O cinema de urgência tem seus méritos. Mas o cinema de paciência, também. Chão enquadra-se no segundo caso. Camila reservou-se todo o tempo necessário não apenas para observar a luta de um assentamento do MST em Goiás, como acompanhar seu modo de vida, seu trabalho duro, o esforço para ligar-se à comunidade local. Registra suas inquietações, suas esperanças, seu humor e sua tristeza. Usa cenas de passagem e meditação como forma de dar ao espectador espaço para refletir sobre o que está vendo. Como disse uma espectadora ao final da sessão, "é o mais complexo filme já feito sobre o MST".

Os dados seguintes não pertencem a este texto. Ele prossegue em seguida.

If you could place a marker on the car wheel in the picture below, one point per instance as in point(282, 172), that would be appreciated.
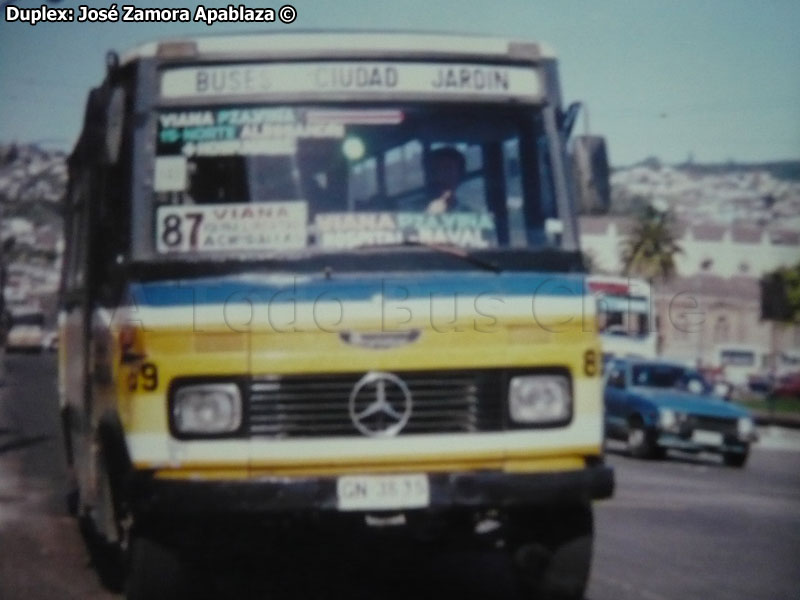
point(735, 459)
point(641, 441)
point(554, 562)
point(156, 572)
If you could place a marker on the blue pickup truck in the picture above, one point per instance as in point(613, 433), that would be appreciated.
point(655, 406)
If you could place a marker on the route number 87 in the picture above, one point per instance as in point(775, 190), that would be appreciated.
point(173, 231)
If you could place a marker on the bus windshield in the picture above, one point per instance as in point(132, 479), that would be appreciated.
point(278, 180)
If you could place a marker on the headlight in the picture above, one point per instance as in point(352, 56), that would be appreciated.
point(745, 427)
point(207, 409)
point(539, 399)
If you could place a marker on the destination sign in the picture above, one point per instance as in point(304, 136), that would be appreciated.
point(359, 78)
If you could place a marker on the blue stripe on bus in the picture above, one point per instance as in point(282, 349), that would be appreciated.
point(255, 288)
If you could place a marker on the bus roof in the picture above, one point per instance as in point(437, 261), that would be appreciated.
point(310, 44)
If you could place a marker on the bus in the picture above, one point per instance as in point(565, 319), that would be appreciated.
point(625, 317)
point(329, 280)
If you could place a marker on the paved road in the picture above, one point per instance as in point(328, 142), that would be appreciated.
point(678, 529)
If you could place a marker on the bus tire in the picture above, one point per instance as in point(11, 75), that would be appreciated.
point(555, 563)
point(156, 572)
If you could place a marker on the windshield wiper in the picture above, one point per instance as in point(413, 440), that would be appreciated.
point(448, 249)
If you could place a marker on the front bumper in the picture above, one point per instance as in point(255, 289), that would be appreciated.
point(685, 443)
point(284, 495)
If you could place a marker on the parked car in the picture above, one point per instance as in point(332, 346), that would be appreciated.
point(655, 406)
point(26, 333)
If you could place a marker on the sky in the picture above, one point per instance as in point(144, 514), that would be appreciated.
point(711, 80)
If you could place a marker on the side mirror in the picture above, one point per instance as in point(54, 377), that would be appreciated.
point(592, 174)
point(617, 380)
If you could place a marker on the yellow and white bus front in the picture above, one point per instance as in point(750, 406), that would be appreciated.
point(357, 306)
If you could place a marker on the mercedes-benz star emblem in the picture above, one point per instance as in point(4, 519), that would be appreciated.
point(380, 404)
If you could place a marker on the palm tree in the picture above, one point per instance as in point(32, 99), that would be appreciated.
point(650, 248)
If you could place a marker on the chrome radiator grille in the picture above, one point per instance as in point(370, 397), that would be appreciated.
point(313, 406)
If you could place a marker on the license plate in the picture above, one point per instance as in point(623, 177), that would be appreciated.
point(707, 438)
point(382, 492)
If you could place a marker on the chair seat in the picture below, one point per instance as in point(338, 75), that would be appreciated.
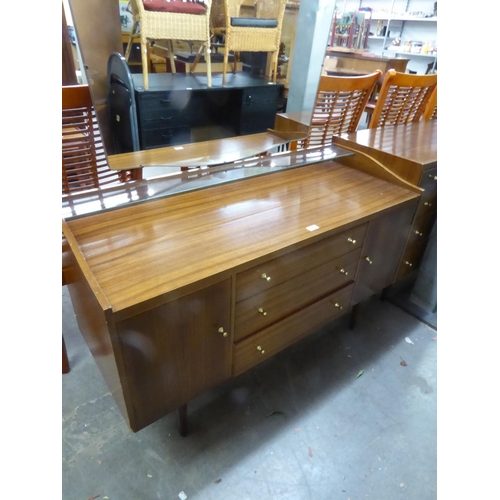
point(178, 6)
point(253, 22)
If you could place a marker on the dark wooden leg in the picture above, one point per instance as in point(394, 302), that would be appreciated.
point(65, 359)
point(354, 317)
point(182, 418)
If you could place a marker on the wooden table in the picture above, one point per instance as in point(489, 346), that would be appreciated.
point(177, 293)
point(364, 64)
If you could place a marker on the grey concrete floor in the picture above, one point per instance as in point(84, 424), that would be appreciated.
point(300, 426)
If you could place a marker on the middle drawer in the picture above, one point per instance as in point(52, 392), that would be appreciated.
point(269, 306)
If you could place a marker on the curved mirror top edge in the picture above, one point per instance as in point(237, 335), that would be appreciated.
point(98, 200)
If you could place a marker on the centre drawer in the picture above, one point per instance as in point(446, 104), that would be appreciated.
point(269, 306)
point(276, 271)
point(268, 342)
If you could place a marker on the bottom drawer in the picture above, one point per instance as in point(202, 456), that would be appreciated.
point(268, 342)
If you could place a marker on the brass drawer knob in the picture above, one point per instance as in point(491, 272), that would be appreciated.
point(221, 330)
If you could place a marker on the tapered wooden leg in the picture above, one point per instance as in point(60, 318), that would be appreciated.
point(354, 317)
point(65, 359)
point(182, 419)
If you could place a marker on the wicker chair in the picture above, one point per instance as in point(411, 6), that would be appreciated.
point(430, 112)
point(84, 163)
point(339, 105)
point(402, 98)
point(261, 33)
point(188, 21)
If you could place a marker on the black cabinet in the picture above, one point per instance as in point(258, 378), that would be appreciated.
point(180, 108)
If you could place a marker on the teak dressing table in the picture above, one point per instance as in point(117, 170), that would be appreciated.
point(179, 283)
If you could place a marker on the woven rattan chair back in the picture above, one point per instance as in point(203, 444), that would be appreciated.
point(84, 163)
point(339, 105)
point(402, 98)
point(151, 26)
point(249, 38)
point(430, 112)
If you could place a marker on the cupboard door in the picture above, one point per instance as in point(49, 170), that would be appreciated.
point(175, 352)
point(382, 250)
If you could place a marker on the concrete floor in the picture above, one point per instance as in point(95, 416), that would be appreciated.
point(300, 426)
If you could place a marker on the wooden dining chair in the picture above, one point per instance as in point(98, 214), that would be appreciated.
point(258, 33)
point(402, 98)
point(430, 112)
point(84, 162)
point(338, 107)
point(173, 20)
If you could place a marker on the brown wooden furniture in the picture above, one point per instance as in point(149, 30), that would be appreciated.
point(430, 112)
point(152, 25)
point(84, 164)
point(410, 151)
point(176, 294)
point(338, 107)
point(261, 33)
point(402, 98)
point(362, 62)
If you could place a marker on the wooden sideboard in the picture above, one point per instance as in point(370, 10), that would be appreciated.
point(410, 151)
point(176, 294)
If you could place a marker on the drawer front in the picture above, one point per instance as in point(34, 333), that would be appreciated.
point(258, 109)
point(268, 342)
point(180, 106)
point(161, 137)
point(428, 200)
point(270, 306)
point(269, 274)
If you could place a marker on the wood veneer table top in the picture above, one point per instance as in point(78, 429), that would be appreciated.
point(195, 154)
point(142, 252)
point(416, 142)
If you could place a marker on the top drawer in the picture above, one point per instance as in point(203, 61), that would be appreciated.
point(273, 272)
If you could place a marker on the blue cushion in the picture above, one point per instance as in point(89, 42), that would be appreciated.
point(254, 22)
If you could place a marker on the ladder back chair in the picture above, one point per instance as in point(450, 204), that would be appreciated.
point(339, 105)
point(402, 98)
point(84, 162)
point(173, 20)
point(261, 33)
point(430, 112)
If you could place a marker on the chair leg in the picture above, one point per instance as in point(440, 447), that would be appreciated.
point(224, 67)
point(144, 59)
point(171, 56)
point(65, 359)
point(130, 40)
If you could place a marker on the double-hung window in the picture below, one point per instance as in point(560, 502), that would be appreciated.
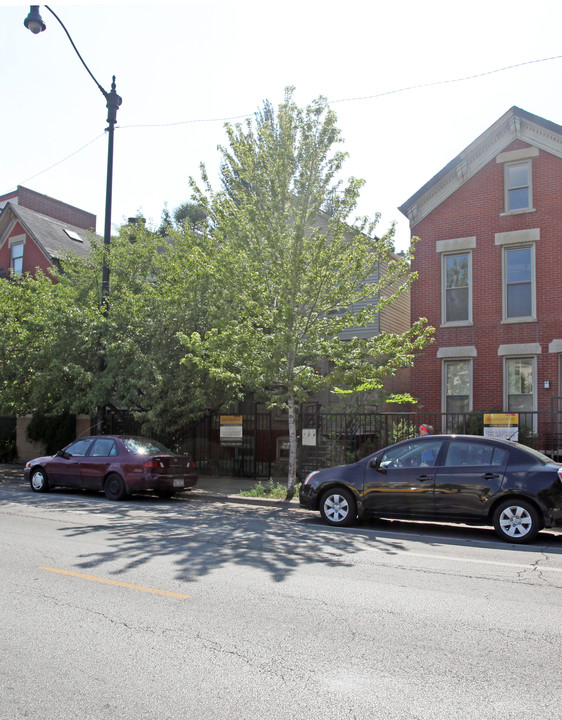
point(16, 258)
point(457, 385)
point(519, 283)
point(456, 285)
point(518, 195)
point(518, 179)
point(520, 384)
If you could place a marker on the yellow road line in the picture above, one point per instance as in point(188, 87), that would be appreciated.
point(115, 582)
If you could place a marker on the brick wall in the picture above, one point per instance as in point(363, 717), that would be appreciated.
point(475, 210)
point(56, 209)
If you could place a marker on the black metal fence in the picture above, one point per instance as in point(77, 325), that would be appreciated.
point(324, 438)
point(8, 447)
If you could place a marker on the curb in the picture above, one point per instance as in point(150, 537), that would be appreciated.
point(13, 478)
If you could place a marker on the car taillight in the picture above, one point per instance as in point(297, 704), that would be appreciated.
point(309, 476)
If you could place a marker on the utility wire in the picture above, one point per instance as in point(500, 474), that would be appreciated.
point(364, 97)
point(350, 99)
point(63, 160)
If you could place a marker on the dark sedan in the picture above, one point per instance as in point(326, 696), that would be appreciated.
point(117, 464)
point(453, 478)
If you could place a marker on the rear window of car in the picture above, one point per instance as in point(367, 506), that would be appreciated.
point(462, 453)
point(142, 446)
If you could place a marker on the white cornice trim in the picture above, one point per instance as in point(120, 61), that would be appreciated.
point(520, 349)
point(517, 236)
point(482, 151)
point(460, 351)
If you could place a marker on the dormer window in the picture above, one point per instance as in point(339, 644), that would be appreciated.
point(73, 235)
point(16, 255)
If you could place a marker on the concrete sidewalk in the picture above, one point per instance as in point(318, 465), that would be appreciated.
point(208, 486)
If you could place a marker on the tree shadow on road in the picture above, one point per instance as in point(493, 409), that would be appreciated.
point(203, 535)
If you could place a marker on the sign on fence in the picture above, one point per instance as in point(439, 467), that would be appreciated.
point(231, 429)
point(502, 425)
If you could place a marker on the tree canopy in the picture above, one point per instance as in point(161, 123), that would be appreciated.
point(294, 276)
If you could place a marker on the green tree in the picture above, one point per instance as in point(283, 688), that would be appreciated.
point(292, 277)
point(61, 353)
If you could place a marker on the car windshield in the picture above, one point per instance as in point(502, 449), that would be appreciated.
point(537, 454)
point(143, 446)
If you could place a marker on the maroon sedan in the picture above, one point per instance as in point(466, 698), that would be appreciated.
point(117, 464)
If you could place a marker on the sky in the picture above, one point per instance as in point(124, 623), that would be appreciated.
point(412, 84)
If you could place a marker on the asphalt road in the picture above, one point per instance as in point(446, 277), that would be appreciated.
point(203, 609)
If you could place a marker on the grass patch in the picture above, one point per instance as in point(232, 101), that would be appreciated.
point(269, 489)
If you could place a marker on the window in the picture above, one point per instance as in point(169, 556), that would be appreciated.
point(79, 448)
point(457, 299)
point(519, 283)
point(518, 186)
point(415, 453)
point(457, 380)
point(470, 453)
point(520, 384)
point(16, 258)
point(104, 447)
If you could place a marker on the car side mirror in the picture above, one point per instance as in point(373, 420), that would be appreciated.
point(375, 464)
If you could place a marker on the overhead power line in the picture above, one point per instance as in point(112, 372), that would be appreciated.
point(363, 97)
point(340, 100)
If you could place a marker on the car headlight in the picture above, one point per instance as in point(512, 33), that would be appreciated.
point(314, 472)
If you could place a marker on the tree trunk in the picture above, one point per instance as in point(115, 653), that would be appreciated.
point(292, 479)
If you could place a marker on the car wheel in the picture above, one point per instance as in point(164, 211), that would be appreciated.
point(114, 487)
point(337, 507)
point(39, 481)
point(516, 521)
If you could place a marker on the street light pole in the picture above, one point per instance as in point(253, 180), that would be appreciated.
point(34, 22)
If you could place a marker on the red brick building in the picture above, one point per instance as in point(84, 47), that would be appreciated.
point(36, 230)
point(490, 229)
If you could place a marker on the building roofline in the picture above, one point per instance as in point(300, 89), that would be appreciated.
point(505, 120)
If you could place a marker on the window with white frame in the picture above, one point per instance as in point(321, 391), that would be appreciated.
point(456, 284)
point(519, 283)
point(16, 258)
point(518, 187)
point(457, 385)
point(520, 384)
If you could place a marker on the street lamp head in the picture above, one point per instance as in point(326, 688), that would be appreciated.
point(34, 21)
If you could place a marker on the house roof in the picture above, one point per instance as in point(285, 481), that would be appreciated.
point(516, 123)
point(53, 237)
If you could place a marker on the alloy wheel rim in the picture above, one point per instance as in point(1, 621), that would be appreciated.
point(336, 508)
point(515, 521)
point(38, 480)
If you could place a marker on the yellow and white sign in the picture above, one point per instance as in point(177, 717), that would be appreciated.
point(502, 425)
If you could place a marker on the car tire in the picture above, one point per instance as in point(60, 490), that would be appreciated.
point(39, 481)
point(516, 521)
point(338, 507)
point(114, 487)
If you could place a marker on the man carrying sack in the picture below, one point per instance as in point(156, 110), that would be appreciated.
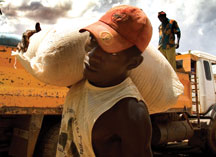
point(105, 115)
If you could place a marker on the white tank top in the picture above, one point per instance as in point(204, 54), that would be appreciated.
point(83, 106)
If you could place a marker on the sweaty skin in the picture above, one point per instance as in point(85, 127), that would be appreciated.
point(125, 129)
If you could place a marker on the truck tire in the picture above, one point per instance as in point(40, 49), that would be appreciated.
point(47, 142)
point(211, 137)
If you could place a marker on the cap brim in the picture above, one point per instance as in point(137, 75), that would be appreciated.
point(108, 39)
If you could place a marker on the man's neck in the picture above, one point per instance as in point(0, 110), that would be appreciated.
point(108, 83)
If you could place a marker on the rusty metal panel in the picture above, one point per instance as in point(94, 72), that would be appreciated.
point(19, 89)
point(185, 99)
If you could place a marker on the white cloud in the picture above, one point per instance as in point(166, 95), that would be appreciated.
point(196, 18)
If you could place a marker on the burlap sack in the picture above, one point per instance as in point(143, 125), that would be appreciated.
point(56, 57)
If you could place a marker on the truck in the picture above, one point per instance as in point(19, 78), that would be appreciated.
point(30, 110)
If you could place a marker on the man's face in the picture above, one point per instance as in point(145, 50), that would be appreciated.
point(102, 67)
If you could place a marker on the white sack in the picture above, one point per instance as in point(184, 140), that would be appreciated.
point(56, 57)
point(157, 81)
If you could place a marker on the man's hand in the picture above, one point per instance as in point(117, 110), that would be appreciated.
point(23, 45)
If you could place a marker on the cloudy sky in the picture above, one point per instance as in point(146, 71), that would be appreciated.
point(196, 18)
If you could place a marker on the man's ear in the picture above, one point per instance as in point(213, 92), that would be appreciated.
point(135, 62)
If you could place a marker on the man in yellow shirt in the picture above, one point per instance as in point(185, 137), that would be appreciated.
point(167, 31)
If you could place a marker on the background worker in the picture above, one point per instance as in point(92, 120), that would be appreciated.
point(105, 115)
point(23, 45)
point(167, 31)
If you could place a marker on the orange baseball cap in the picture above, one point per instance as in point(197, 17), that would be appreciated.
point(120, 28)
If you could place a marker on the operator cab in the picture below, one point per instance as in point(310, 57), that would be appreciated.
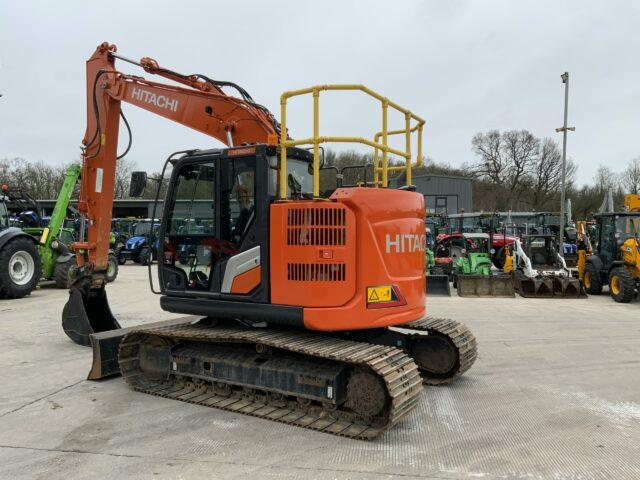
point(218, 207)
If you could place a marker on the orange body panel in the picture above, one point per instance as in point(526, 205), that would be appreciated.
point(247, 281)
point(384, 241)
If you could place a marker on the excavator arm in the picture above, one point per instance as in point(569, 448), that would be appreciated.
point(199, 103)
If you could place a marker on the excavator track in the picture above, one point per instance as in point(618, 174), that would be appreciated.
point(458, 334)
point(377, 374)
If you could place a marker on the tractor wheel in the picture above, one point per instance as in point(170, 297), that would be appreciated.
point(62, 272)
point(437, 271)
point(112, 267)
point(145, 256)
point(592, 282)
point(20, 268)
point(622, 285)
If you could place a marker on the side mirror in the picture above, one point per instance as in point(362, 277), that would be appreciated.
point(138, 184)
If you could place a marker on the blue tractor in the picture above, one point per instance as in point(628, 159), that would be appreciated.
point(142, 246)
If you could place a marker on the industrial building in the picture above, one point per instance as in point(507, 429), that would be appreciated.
point(442, 193)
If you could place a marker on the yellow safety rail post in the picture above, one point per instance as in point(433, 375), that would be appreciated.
point(316, 140)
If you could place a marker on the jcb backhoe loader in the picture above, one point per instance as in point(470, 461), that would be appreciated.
point(615, 256)
point(314, 307)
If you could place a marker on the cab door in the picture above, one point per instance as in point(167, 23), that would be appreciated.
point(188, 232)
point(214, 235)
point(243, 225)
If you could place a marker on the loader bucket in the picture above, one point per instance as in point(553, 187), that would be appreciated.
point(565, 287)
point(87, 311)
point(485, 286)
point(549, 287)
point(438, 285)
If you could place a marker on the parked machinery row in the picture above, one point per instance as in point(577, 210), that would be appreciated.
point(488, 254)
point(597, 254)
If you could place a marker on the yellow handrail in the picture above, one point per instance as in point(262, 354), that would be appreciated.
point(316, 140)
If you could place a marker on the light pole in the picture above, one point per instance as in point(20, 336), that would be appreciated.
point(563, 129)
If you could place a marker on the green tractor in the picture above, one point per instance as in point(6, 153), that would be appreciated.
point(437, 280)
point(473, 276)
point(54, 239)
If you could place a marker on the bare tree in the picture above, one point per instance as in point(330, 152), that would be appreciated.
point(505, 160)
point(545, 175)
point(124, 168)
point(631, 176)
point(606, 179)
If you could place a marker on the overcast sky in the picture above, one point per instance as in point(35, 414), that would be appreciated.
point(465, 67)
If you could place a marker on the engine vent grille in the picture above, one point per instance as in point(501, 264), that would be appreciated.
point(316, 226)
point(316, 272)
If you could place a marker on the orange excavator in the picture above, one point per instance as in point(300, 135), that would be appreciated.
point(311, 306)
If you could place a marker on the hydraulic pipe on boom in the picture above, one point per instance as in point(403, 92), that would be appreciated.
point(201, 105)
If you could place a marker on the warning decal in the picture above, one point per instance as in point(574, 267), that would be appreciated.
point(379, 294)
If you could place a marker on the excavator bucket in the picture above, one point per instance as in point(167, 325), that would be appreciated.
point(485, 286)
point(105, 346)
point(549, 287)
point(86, 312)
point(438, 285)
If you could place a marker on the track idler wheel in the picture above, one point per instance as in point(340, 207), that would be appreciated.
point(436, 354)
point(87, 311)
point(366, 395)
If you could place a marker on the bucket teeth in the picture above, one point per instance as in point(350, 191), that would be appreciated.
point(549, 287)
point(485, 286)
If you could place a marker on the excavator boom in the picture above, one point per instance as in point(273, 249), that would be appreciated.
point(201, 104)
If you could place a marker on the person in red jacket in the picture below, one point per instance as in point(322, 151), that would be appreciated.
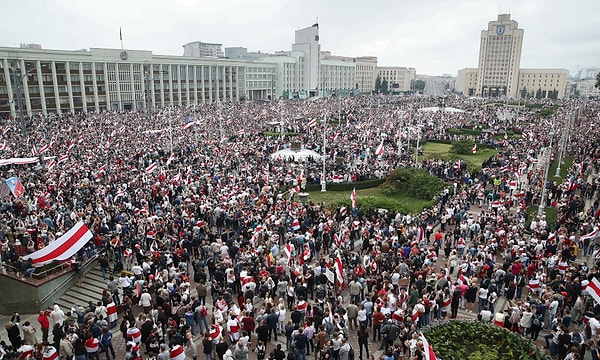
point(44, 324)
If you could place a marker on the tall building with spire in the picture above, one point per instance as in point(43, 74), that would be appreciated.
point(498, 72)
point(500, 58)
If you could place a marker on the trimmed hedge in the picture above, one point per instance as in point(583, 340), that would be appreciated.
point(347, 186)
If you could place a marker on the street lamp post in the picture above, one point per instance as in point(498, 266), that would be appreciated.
point(548, 151)
point(17, 81)
point(323, 181)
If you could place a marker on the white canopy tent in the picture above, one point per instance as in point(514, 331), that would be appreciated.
point(298, 155)
point(444, 109)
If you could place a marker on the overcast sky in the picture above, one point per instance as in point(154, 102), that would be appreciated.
point(433, 36)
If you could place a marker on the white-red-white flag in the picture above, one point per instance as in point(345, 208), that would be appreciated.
point(379, 149)
point(590, 235)
point(339, 268)
point(62, 248)
point(151, 168)
point(63, 158)
point(170, 159)
point(593, 289)
point(177, 353)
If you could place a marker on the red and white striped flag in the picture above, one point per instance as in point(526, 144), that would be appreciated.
point(170, 159)
point(427, 349)
point(177, 353)
point(593, 289)
point(288, 250)
point(187, 125)
point(135, 334)
point(111, 310)
point(63, 158)
point(339, 268)
point(379, 149)
point(590, 235)
point(151, 168)
point(45, 148)
point(295, 224)
point(51, 353)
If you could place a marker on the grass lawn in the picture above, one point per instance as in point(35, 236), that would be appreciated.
point(441, 151)
point(568, 161)
point(372, 198)
point(551, 214)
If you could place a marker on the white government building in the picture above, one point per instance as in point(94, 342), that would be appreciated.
point(499, 73)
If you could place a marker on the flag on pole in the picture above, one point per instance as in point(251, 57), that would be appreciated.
point(379, 149)
point(339, 268)
point(170, 159)
point(427, 349)
point(15, 186)
point(593, 289)
point(63, 158)
point(151, 168)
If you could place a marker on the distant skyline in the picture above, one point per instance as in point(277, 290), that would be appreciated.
point(434, 37)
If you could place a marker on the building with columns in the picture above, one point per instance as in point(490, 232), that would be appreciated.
point(58, 81)
point(399, 78)
point(499, 74)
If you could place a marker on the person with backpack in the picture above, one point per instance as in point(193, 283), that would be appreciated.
point(260, 350)
point(363, 340)
point(537, 322)
point(345, 350)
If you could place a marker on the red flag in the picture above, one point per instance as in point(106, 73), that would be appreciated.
point(151, 168)
point(379, 149)
point(339, 269)
point(427, 349)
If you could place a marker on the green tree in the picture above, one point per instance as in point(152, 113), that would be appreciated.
point(378, 84)
point(384, 87)
point(538, 94)
point(463, 147)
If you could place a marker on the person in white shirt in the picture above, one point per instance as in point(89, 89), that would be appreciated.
point(146, 301)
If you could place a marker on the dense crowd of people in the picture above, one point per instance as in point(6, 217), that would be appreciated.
point(202, 238)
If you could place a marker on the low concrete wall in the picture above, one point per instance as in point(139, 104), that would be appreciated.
point(24, 296)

Documentário de observação dos sem-terra, Chão também se ocupa de outras vertentes da difícil equação da injustiça social brasileira. Acompanha o julgamento de uma ocupação e, sem fazer qualquer comentário em off, deixa claro o lado em que a Justiça brasileira se encontra. Mostra também manifestações e outras estratégias de luta. Acima de tudo, revela as pessoas que compõem o movimento, da "Vó", idosa cheia de vida e esperança, ao loquaz "Frango", transbordante de ideias e teorias.

Impossível não se emocionar com o filme. Impossível deixar de pensar nesta luta secular contra a injustiça,que recomeça a cada nova geração de brasileiros.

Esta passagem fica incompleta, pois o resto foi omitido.